Uma flor que acaba de nascer.

Ela esconde sua beleza, ainda em forma de botão.

Tão jovem, tão delicada.

Quando as pétalas começam a crescer,

pouco a pouco,

a beleza da flor é revelada.

Pouco a pouco,

suas pétalas caem, como lágrimas.

A flor morre chorando.

Bom POV

Os humanos corriam para todos os lados, distraídos. Não haviam nem cinco minutos que ele havia me encontrado ali, e já estava completamente controlado com relação ao aroma do ar. Impressionante, para alguém tão jovem.

-Algumas pessoas nunca mudam, não é? – Ele comentou em um tom casual, como se fosse algo simples.

-Você anda bem controlado, devo dizer. – Imitei sua informalidade, sorrindo levemente ao deparar minha visão com os olhos cor de safira da família Choi. – O único fazendo bagunça é Jonghyun. Os Lee não atacaram mais ninguém, pelo menos, o mais novo parou. O mais velho não faria.

Ele assentiu.

-E Kim Kibum logo parará de vez.

Parecia confiante.

-Então você descobriu. – Comentei. – Não me impressiona. Choi sempre soube que você conseguiria. Agora... Será que seu dom não te levará junto, Choi Minho?

Ele pareceu deliberar um pouco, desviando os olhos e a postura de mim. Vendo-o assim, de perfil, percebi que se assemelhava muito à seu pai. Mas algo diferente estava presente em seus olhos. Algo incomum, não geneticamente, mas sim emocionalmente. Algo que me lembrava sua mãe.

-Senhorita Park... Talvez você e meu pai estejam certos. Talvez eu seja apto a terminar essa brincadeira. E talvez eu morra também. Mas me diga... Não é pior estar vivo? – Ele indagou, virando-se para fitar-me com as orbes azuladas.
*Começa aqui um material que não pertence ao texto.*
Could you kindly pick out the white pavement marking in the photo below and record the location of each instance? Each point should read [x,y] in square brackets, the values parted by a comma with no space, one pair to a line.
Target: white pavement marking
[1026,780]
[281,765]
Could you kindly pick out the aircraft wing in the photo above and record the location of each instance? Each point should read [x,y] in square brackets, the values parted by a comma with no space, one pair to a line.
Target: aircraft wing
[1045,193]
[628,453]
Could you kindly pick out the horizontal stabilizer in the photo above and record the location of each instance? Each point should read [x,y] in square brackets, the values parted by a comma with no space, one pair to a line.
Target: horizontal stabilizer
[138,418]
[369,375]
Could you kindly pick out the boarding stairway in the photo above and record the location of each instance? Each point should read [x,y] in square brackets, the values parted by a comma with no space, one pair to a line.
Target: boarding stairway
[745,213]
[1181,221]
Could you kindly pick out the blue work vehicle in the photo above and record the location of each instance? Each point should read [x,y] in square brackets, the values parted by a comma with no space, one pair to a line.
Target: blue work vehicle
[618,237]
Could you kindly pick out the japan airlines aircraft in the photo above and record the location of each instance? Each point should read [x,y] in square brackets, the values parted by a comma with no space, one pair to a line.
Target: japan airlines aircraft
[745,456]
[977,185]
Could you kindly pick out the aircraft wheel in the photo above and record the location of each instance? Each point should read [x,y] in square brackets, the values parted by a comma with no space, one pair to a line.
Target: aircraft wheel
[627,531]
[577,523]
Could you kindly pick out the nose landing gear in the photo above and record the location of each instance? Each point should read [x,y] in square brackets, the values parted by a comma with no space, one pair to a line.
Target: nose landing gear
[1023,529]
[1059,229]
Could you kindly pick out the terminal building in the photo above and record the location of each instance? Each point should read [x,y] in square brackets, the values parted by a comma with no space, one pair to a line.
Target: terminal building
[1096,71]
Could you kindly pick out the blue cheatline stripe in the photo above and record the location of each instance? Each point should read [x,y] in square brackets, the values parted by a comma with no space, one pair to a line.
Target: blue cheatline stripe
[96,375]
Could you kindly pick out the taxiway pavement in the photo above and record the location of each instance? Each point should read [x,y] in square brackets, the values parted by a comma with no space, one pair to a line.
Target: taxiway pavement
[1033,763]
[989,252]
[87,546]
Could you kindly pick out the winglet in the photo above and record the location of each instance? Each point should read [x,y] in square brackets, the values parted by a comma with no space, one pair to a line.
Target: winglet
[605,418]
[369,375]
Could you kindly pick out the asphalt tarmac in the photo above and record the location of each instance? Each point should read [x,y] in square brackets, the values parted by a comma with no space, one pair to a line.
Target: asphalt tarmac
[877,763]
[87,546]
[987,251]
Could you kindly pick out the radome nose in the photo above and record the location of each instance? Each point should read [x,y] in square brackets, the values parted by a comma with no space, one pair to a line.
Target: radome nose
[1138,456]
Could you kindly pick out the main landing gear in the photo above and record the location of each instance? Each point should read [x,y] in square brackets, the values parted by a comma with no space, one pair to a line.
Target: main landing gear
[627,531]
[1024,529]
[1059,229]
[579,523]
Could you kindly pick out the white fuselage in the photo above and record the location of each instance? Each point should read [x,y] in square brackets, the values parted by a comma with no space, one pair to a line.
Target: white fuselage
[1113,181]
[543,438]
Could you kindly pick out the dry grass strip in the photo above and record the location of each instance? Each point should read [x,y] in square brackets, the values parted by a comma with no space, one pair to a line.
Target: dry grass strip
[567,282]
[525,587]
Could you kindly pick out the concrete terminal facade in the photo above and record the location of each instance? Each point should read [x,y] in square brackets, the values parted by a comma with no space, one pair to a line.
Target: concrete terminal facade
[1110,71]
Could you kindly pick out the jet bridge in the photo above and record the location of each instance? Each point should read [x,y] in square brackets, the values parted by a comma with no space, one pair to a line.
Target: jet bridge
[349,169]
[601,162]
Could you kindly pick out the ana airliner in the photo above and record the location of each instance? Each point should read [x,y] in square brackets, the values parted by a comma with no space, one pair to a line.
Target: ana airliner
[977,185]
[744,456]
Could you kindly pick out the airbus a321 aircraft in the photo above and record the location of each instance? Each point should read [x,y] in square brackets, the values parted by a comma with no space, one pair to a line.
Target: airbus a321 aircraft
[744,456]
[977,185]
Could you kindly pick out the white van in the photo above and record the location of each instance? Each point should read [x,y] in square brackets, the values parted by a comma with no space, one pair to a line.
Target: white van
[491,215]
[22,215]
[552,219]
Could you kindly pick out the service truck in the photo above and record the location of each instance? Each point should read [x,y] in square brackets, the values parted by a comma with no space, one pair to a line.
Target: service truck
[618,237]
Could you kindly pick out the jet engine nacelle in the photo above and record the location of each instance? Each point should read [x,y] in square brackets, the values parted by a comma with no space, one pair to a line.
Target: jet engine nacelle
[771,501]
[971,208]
Não sei se vi insegurança em seu olhar e voz, ou se havia confiança demais. Um tanto quanto indecifrável.

-Talvez. Eu não sinto remorso por nada do que fiz. – Eu disse, tranquilamente, a verdade. – Mas talvez não seja assim com todo mundo. Eu.... Sinto falta deles. Mas saudades não significam arrependimento. Sente medo que isso aconteça?

-Não exatamente. Não estou perdendo nem ganhando nada com isso. Não tenho nenhum motivo para estar atrás dele. Nenhum de nós tem. O que está querendo? O senhor Kim morreu, e não irá voltar mais. Somos demônios, não deveríamos sentir a necessidade de vingança. Não é cada um por si? Não faz sentido correr atrás de Kibum agora.

As palavras dele... Pareciam tão simples, refletindo sobre um tema tão profundo.

-Acho que... Ninguém nunca havia pensado assim. Realmente, estão se preocupando com o Kim. Estão agindo como humanos, e nem perceberam. – Era tão óbvio, pensei.

-Outra pessoa também está agindo como humana. – Sorriu.

-Estou indo advertí-lo agora mesmo. – Sorri em resposta, levantando-me. – Sugiro que vá atrás da sua presa, porque Jonghyun já está atrás dele.

Ele levantou-se também, ajeitando a camisa de linho azul.

-Claro. Boa sorte com Taemin.

Virou-se e seguiu a direção do cheiro dos demônios.

~ / / ~

Taemin POV

Jongin ficara assustado. Percebi que não deveria ter chamado-o pelo nome sem ao menos ter perguntado primeiro.

Logo sua face espantada deu lugar a um sorriso sincero.

-Ah... Eu toco mais ou menos.... – Disse, com certa insegurança.

Prossegui enchendo-o de perguntas acerca dos instrumentos que tocava. Jongin não pareceu incomodado ao respondê-las, e isso me deixou menos incomodado de conversar. Mesmo que eu conhecesse os seres humanos, essa era a primeira vez que mantive uma conversa sem matar.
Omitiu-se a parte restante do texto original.